The Eerie Connection To The Titan Submersible’s Name – SlashGear
“Futility” was penned by writer Morgan Robertson in 1898, a little over a decade before construction began on the RMS Titanic in 1909 and about 14 years before its infamous collision with a massive iceberg. In this novel, Robertson tells the story of a massive passenger liner christened the Titan, a vessel that, much like the Titanic, was deemed “unsinkable.” The fictional ship had a remarkably similar construction to the Titanic, measuring in at 880 feet versus the Titanic’s 800 and featuring a construction heavily reliant on watertight compartments.
In 1898 Morgan Robertson wrote a novella: Futility, about a “practically unsinkable” liner that hit an iceberg on the starboard and sank in the North Atlantic in April. It had too few lifeboats. It was named Titan.

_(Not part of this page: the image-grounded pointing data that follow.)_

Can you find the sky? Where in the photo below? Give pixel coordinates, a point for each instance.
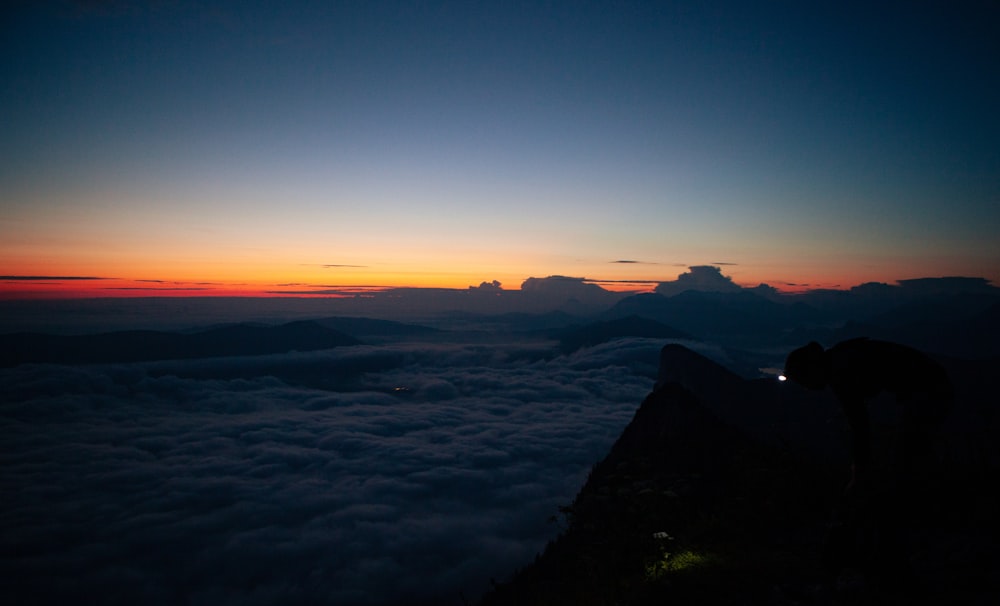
(176, 147)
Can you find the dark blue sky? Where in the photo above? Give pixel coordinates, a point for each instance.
(448, 143)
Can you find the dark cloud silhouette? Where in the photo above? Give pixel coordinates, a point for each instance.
(705, 278)
(221, 481)
(494, 286)
(54, 278)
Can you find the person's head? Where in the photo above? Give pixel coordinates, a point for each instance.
(807, 366)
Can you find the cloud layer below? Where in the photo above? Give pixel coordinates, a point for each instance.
(223, 482)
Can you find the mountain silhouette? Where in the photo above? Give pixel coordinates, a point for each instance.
(147, 345)
(697, 503)
(574, 338)
(710, 314)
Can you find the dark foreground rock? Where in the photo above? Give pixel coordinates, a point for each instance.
(689, 508)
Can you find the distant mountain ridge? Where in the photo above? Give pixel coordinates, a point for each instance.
(148, 345)
(588, 335)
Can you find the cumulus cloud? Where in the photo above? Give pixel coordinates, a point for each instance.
(305, 477)
(706, 278)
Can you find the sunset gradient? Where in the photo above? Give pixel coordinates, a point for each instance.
(275, 148)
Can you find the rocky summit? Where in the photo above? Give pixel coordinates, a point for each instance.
(696, 504)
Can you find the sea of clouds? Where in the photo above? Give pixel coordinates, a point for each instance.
(408, 473)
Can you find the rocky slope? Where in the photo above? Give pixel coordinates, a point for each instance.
(697, 504)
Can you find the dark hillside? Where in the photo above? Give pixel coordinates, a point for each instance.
(140, 346)
(689, 508)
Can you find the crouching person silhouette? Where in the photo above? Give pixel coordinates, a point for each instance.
(871, 526)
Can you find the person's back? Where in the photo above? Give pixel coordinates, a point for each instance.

14 years later Titanic sailed.
The submersible is named Titan. pic.twitter.com/n3y9P4iWTp
— Mark by The Sea (@atShoalstone) June 20, 2023
Of course, there are some obvious differences between the story and real life. Setting out from New York with a passenger and crew manifest of around 3,000, the Titan sank completely a mere few minutes after leaving port, with only 13 individuals surviving. The Titanic, meanwhile, was out and about for around three hours before colliding with the iceberg, and only around 1,500 of the 2,208 passengers and crew aboard were killed in the subsequent collapse and sinking.
In spite of the differences, the similarities are incredibly striking. For Robertson to have concocted such an incident over a decade before the Titanic was even conceptualized is obviously unsettling, and the fact that his fictional boat shares its moniker with the lost submersible is all the more so.